Modification of fruit colour and sweetness

It is becoming widely accepted that plant biotechnology is entering a second phase of development that looks for differentiated crop development (Kishore and Shewmaker, 1999). This phase is characterised for being more focused on output traits than input traits. Some of these output traits have been described in the previous section, but still there are others that are related to fruit quality for human consumption. In general, market trends predict growth in the consumption of fruit if quality can be improved. These traits remain a challenge for plant biotechnology developers. However, there are two aspects that are present in the efforts of various research laboratories. They focus on fruit colour and sweetness, and they may be on the market in the near future.

Carotenoids are a group of natural pigments that determine the colour of many flowers, fruits and vegetables. In fact, the golden-yellow colour of high β-carotene transgenic rice has previously been indicated to be a side effect of rice plant transformation. In some cases, the goal has been specifically to increase the colour of the transgenic product. This trait is particularly important in fruits that are going to be processed to produce jams, marmalades, pastes, and even wine. Recently, the carotenoid biosynthesis pathway has been modified in tobacco plants using the CrtO gene encoding the β-carotene ketolase, from the alga Haematococcus pluvialis (Mann et al., 2000). The transgenic plants accumulated several ketocarotenoids that changed the colour of the nectary from yellow to red. The researchers claim that plant transformation with this gene may be used in the future to change the colour of fruit.

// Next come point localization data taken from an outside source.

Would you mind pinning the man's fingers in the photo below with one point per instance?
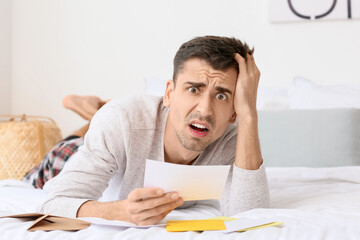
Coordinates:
(140, 194)
(136, 207)
(154, 215)
(250, 64)
(242, 64)
(155, 202)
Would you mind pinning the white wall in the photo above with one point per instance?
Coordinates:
(5, 56)
(108, 47)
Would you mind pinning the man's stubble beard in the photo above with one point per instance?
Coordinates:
(193, 144)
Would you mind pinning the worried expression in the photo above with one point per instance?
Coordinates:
(201, 104)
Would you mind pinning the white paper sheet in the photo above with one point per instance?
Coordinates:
(191, 182)
(243, 223)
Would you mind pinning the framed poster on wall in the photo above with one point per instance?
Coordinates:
(312, 10)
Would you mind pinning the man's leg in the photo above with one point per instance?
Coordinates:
(85, 106)
(55, 160)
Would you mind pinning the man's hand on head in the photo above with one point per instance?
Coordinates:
(248, 153)
(246, 86)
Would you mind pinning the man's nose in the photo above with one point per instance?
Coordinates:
(205, 105)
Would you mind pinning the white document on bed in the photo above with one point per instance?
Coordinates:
(191, 182)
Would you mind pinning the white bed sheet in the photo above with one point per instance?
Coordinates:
(314, 203)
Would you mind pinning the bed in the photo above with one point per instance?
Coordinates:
(312, 162)
(313, 203)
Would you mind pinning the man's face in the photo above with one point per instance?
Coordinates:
(201, 104)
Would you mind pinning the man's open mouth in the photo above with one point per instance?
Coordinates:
(198, 127)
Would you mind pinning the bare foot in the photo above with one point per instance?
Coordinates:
(85, 106)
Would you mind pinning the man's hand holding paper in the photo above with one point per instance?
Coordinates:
(190, 182)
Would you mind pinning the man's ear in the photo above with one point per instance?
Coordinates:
(168, 91)
(233, 118)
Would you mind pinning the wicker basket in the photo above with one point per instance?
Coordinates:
(24, 141)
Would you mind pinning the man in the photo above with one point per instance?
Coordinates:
(215, 82)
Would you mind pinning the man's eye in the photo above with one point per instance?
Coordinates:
(221, 96)
(193, 90)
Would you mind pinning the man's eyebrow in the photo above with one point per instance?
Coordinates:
(195, 84)
(224, 90)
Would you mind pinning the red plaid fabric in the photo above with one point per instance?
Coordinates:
(53, 162)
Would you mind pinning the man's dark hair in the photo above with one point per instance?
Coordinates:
(218, 52)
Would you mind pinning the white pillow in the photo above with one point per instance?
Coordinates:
(304, 94)
(272, 98)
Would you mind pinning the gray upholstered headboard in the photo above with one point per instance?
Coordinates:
(310, 138)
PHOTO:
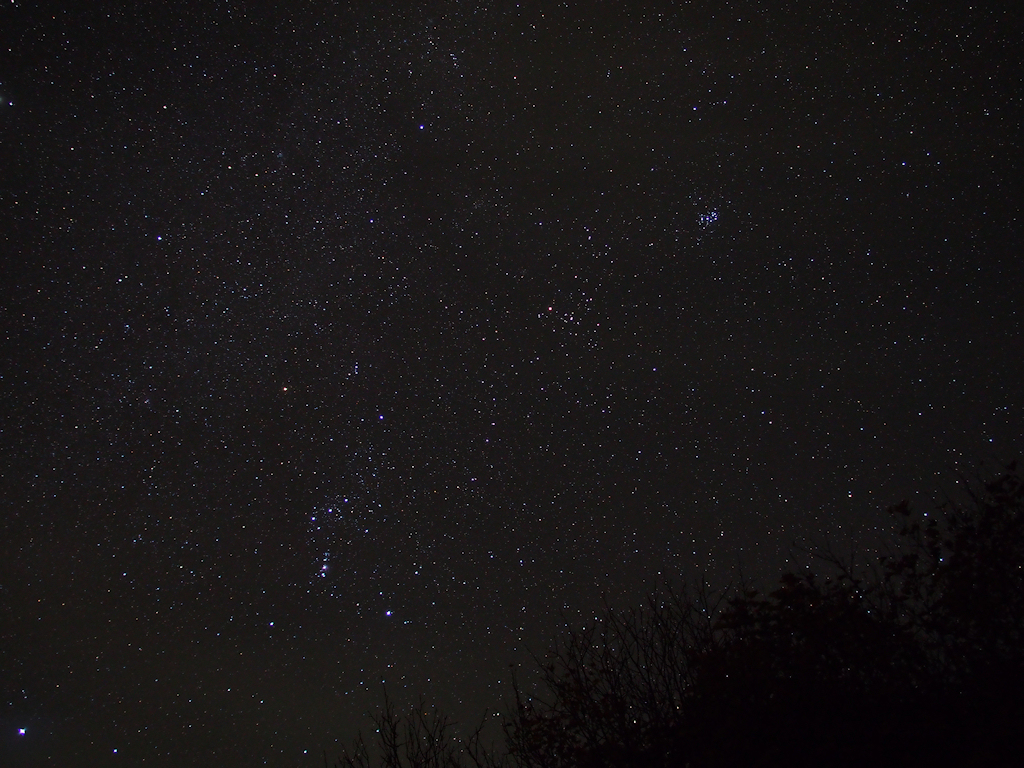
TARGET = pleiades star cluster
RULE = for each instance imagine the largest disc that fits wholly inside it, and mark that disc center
(352, 345)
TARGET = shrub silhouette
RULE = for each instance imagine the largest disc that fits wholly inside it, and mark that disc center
(915, 660)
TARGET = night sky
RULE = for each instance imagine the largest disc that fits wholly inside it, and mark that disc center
(345, 343)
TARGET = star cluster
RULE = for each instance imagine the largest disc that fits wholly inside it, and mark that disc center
(363, 344)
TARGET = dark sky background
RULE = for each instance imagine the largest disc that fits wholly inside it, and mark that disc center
(346, 343)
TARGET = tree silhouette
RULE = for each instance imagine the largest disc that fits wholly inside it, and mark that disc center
(918, 659)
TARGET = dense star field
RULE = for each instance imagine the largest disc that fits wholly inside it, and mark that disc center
(359, 343)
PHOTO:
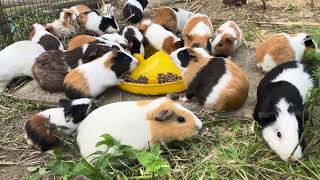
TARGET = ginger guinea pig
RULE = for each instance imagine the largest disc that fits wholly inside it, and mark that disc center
(158, 37)
(51, 67)
(172, 19)
(138, 124)
(16, 60)
(281, 48)
(42, 129)
(227, 39)
(48, 41)
(217, 83)
(281, 96)
(198, 32)
(91, 79)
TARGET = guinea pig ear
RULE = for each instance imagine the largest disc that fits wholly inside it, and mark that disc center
(163, 115)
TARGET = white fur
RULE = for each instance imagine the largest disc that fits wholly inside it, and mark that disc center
(287, 125)
(41, 31)
(156, 35)
(17, 60)
(296, 76)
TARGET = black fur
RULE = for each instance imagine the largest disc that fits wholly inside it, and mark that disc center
(205, 79)
(130, 10)
(106, 22)
(49, 42)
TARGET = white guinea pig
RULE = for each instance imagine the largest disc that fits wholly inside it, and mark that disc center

Flavonoids are a major class of secondary plant products well known for the colouration they provide in blue, red and purple flowers, fruits and leaves. Flavonoids are derived from simple metabolites as phenylalanine and acetyl- CoA in a highly branched pathway that leads to flavonols, flavanones, isoflavonoids and anthoycianins. Each type may undergo further modifications that result in a great diversity of colours. It is known that this complex pathway is regulated at the level of transcription of structural genes thus giving a main role to transcriptional factors, i.e. proteins that control the expression of some other genes at transcriptional level. This has been applied to the model plant Arabidopsis and tobacco, which were transformed with the maize R and C1 genes. These are regulators that produced an activation of genes encoding for enzymes of the anthocyanine production pathway in the transgenic plants. In general, changes at the level of intermediate enzymes of the flavonoids pathway may change the final balance of these coloured compounds and eventually the colour of a given plant organ, for example, the production of yellow flowers in acyanic lines of Petunia after its transformation with a chalcone reductase gene from Medicago sativa (Davies et al., 1998). Only redirection of the flavonoid biosynthesis pathway could explain the reported effect since chalcone reductase activity is not naturally present in Petunia as it is not the product of the reaction, which is further transformed in a coloured compound. This illustrates the complex equilibrium of the complete pathway and the difficulty of predictable effects after plant transformation with heterologous genes.

A critical component of fruit palatability is sweetness. There are two goals associated with this food property to be achieved. The first is that many fruits are not sweet enough to make them appetising to consumers. The second is that the most common natural sweetener is sucrose, whose caloric content has caused a change in consumer preference for other sweeteners. Both problems have been addressed by plant biotechnologists.

It was known that a protein from the plant Dioscorephyllum cumminsii, named monellin, was about 105 sweeter than sucrose on a molar basis. This property is common among some plant proteins of the thaumatin-like class. Tomato plants overexpressing the monellin gene under the control of a fruitspecific promoter (E8) have been produced (Peñarrubia et al., 1992). Although no further reports on fruit properties have been reported, the experience indicates a possible way to increase fruit sweetness, at the time that protein content is enhanced.

Other researchers have also looked for substitutes for the natural sweetener sucrose (Sévenier et al., 1998). They identified the low molecular weight fructans, polymers of fructose, as an adequate replacement. These compounds resemble sucrose in their organoleptic properties, but are indigestible by humans. In addition, they cannot be used as a carbon source by cariogenic bacteria. To obtain high fructan plants, the gene encoding 1-sucrose:sucrose fructosyl transferase from Helianthus tuberosus was introduced into sugar beet. Most of the stored sucrose in the root was converted to low molecular weight fructans. The experience is ready to be extended to other commercial crops whose sugar content make them unattractive to consumers.